In quella occasione tiene un discorso in cui – tra altre tematiche – prova a dire il significato della poesia: “poesia non è alcun luogo concreto sulla carta geografica dell’immaginario e della mente dell’uomo. Essa è piuttosto un meridiano, una linea ad un tempo verissima ed inesistente che indica una direzione attraverso molti territori. Su questa linea a ciascuno è data la possibilità di tracciare il proprio cammino verso quel sapere e quel sentire che appaiono sempre più lontani da chi è assediato dalla civiltà del rumore e del fatuo, e in essa si perde”. Si coglie immediatamente il valore del silenzio e dell’ascolto che vive e si rigenera in una condizione di quiete, di rallentamento rispetto ai ritmi contemporanei, di ripristino di una lentezza rispetto alla velocità che ci assedia. La poesia non si sa con certezza da dove provenga ma la si può cogliere in parte – data la sua inafferrabilità – nella pace e nella calma, oltre il frastuono metropolitano; forse si tratta di un certo tipo di ascolto, tra i tanti che esistono. Forse: questa parola amata da Leopardi perché, lui diceva, apre delle possibilità, non certezze. Perché non cerca la fine ma va verso l’infinito.
Questa parola ricorre ben 9 volte in una pagina del “meridiano e altre prose” di P. Celan. In questo libro lo sviluppo del discorso si da attraverso un alternarsi di intuizioni e dubbi, luci e oscurità, affermazioni revocate e riproposte, in una interrogazione pressante e reale, sui misteri dell’arte e della poesia. Si dice che il discorso intorno all’arte “potrebbe continuare all’infinito” se nulla accadesse ma accade ( chiaro riferimento alla data del 20 gennaio 1942, data in cui fi decisa la “soluzione finale”). Oltre questo riferimento ultimo, Celan parla di una tendenza della poesia alla sua oscurità, citando Pascal:”non prendetevela con noi per la mancanza di chiarezza perché noi ne facciamo una professione”, e il poeta rumeno prosegue dicendo: “questa è – credo – la seppur congenita oscurità che è propria della poesia, in vista di un incontro che muove da una distanza che essa stessa, forse, ha inteso progettare”.

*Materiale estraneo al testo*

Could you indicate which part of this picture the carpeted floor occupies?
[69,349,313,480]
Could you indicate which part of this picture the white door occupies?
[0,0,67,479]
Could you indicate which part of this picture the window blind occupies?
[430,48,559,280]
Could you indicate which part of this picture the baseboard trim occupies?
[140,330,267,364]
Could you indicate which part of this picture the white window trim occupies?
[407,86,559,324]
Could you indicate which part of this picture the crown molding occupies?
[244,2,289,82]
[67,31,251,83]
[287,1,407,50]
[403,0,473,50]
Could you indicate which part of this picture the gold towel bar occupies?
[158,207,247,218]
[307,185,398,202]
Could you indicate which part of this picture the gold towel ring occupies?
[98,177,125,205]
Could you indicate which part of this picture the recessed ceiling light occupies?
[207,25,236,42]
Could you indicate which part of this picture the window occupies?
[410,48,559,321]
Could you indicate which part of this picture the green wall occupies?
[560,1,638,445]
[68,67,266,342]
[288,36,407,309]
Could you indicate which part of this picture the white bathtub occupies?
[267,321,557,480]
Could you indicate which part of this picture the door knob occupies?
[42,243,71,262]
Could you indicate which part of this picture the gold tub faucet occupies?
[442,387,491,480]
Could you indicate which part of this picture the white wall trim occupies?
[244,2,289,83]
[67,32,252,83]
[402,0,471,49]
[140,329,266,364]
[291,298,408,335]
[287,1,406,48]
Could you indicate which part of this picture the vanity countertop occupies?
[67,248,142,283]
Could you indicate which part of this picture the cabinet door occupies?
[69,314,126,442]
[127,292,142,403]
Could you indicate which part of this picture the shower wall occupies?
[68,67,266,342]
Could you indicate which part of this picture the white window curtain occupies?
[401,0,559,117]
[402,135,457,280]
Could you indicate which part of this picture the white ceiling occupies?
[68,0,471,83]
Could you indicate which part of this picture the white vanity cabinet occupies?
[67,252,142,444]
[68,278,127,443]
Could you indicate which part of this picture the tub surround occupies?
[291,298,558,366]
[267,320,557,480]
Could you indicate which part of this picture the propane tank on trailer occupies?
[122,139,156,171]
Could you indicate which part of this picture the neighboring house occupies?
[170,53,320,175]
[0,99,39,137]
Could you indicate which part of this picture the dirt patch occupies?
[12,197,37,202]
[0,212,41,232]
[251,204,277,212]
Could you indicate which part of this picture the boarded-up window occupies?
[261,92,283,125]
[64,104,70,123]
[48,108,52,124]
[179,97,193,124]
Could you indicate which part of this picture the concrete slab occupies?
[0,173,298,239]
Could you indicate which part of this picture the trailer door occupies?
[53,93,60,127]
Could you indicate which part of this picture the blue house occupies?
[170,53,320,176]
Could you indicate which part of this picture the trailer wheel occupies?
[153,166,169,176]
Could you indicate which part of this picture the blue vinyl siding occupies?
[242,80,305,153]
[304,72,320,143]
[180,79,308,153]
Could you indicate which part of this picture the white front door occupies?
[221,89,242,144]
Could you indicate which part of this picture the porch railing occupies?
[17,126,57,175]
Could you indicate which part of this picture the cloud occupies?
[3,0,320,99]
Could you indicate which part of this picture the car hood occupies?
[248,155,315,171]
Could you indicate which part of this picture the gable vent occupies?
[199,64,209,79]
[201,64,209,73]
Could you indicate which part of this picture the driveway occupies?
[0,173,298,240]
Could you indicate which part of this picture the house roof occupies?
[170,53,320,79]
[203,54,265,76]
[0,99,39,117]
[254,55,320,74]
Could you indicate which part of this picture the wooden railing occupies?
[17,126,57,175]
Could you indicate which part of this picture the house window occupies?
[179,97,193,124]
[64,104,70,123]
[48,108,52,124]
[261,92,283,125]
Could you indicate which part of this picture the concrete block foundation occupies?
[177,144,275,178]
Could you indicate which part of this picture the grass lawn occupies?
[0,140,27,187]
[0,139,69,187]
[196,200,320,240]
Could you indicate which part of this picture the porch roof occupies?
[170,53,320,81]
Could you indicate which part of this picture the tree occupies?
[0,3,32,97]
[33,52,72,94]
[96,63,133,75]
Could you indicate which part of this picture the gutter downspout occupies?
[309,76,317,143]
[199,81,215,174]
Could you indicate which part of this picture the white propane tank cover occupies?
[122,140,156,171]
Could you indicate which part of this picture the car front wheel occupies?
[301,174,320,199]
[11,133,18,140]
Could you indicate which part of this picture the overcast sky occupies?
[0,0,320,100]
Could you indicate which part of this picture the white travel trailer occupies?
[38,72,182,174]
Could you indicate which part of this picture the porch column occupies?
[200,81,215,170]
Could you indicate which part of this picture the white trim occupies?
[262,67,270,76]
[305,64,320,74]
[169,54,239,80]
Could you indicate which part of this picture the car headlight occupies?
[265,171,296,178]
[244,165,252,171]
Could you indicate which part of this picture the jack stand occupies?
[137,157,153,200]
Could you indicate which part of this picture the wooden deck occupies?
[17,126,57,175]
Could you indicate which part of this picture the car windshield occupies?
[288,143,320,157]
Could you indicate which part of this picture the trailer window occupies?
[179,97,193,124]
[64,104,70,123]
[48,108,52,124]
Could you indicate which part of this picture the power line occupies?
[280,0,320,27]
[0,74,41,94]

C’è un’idea in cui immaginazione ed esperienza si possono orientare alimentate da una oscurità costitutiva quando la poesia viene al mondo come evento di individuazione, come una traccia di linguaggio. Come quest’ultimo può “farsi mondo”, muovendosi attraverso l’ombra e agendo in essa. Un linguaggio – dunque- consapevole dei limiti che la lingua gli impone e delle possibilità che essa stessa gli dischiude, non dimenticando che il poeta parla sempre sotto l’angolo d’incidenza della sua propria esperienza, della sua condizione creaturale.